St Anthony Mary Zaccaria, Confessor
Anthony Mary was born of a noble family at Cremona. Penetration of mind, added to integrity of life, raised him above his school fellows. Having won his degree of Doctor of Medicine at Padua, he understood by a warning from God, that he was called to heal spiritual rather than bodily diseases. Like the young man in the Gospel, he had from childhood observed the commandments; more faithful than he, he left everything to follow Jesus (Gospel). He founded the Order of Clerks Regular whose members are called Barnabites, because they took up their abode near the Church of St. Barnabas. St. Anthony Mary gave them St. Paul as, model and protector. He was, like the great apostle, filled with super-eminent knowledge of Christ (Collect). Wherefore the Introit, Gradual, Alleluia and Communion apply to him the very words of the apostle, and the Epistle is that in which the Doctor of the Gentiles gives to his disciple Timothy the counsels that guided him in his teaching.

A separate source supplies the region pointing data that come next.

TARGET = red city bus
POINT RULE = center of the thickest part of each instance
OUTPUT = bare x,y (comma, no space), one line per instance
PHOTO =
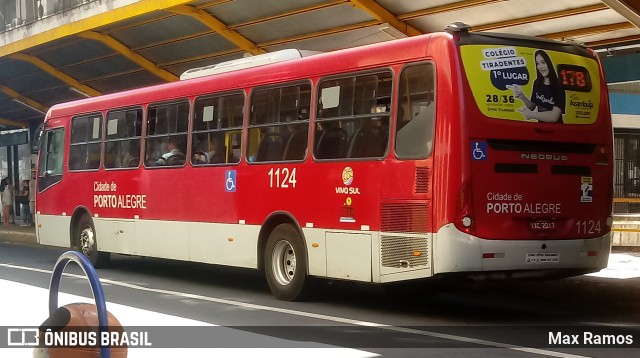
449,154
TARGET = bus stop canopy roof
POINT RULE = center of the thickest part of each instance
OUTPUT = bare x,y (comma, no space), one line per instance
97,48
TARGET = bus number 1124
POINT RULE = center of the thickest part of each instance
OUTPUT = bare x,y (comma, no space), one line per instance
282,178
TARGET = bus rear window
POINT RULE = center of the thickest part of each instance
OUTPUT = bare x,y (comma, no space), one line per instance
532,85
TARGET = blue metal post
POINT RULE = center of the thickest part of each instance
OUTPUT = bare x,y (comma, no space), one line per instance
96,288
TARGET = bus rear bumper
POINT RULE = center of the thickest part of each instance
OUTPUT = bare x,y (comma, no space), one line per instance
458,252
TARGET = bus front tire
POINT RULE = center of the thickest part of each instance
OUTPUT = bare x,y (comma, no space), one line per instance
286,264
85,240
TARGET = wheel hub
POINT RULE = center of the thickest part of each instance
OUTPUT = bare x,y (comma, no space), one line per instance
284,262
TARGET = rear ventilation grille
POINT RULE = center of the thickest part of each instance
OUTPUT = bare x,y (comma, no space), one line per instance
422,180
403,251
541,147
404,217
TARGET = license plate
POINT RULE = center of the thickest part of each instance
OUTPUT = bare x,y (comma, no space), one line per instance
542,225
542,257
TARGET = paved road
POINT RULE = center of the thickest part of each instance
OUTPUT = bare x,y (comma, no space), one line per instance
509,319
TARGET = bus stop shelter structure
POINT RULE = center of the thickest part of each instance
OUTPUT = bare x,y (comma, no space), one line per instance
54,51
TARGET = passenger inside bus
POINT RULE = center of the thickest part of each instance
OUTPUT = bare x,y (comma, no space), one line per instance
175,154
133,157
209,151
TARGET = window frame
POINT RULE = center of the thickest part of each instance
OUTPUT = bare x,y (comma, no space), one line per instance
86,142
195,132
153,137
139,138
433,104
354,118
279,125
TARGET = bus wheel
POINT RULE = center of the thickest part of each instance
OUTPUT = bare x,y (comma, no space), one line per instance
286,265
85,239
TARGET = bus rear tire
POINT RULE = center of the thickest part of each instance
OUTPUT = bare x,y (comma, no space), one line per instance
84,238
286,264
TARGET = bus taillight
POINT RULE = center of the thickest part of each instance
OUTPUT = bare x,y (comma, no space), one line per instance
465,221
602,155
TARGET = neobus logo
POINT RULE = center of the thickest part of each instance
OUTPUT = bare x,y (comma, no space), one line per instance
536,156
347,179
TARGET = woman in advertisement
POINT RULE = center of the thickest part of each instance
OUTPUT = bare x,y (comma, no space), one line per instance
547,98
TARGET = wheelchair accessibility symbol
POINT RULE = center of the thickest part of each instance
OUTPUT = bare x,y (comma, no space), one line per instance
230,182
479,150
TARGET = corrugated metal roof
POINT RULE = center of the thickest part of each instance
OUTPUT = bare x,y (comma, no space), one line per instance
158,44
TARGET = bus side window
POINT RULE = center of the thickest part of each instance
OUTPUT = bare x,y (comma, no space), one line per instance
124,130
280,117
166,140
217,129
86,142
415,115
353,117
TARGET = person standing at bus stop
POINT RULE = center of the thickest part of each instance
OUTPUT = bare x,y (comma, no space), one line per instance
32,197
547,98
7,196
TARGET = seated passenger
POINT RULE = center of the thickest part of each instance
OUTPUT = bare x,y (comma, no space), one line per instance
174,154
211,153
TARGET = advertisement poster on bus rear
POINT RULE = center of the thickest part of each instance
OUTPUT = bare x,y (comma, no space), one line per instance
533,85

Consoled by a heavenly vision of the apostles, he died a holy death at the age of thirty-six in 1539.
Sermo meus, et praedicatio mea non in persuasibilibus humanae sapientiae verbis, sed in ostensione spiritus, et virtutis. * Confitebor tibi, Domine, in toto corde meo, in consilio justorum et congregatione.
My speech and my preaching was not in the persuasive words of human wisdom, but in the showing of spirit and power. * I will praise Thee, O Lord, with my whole heart; in the council of the just, and in the congregation.
(1 Corinthians 2:4 and Psalm 110:1 from the Introit of Mass)
Fac nos, Domine Deus, supereminentem Jesu Christi scientiam, spiritu Pauli Apostoli ediscere: qua beatus Antonius Maria mirabiliter eruditus, novas in Ecclesia tua clericorum et virginum familias congregavit.
Make us, O Lord God, in the spirit of Paul the apostle, thoroughly to learn the science of Jesus Christ, which surpasseth all understanding, by which blessed Anthony Mary enriched Thy Church with new families of clerics and virgins.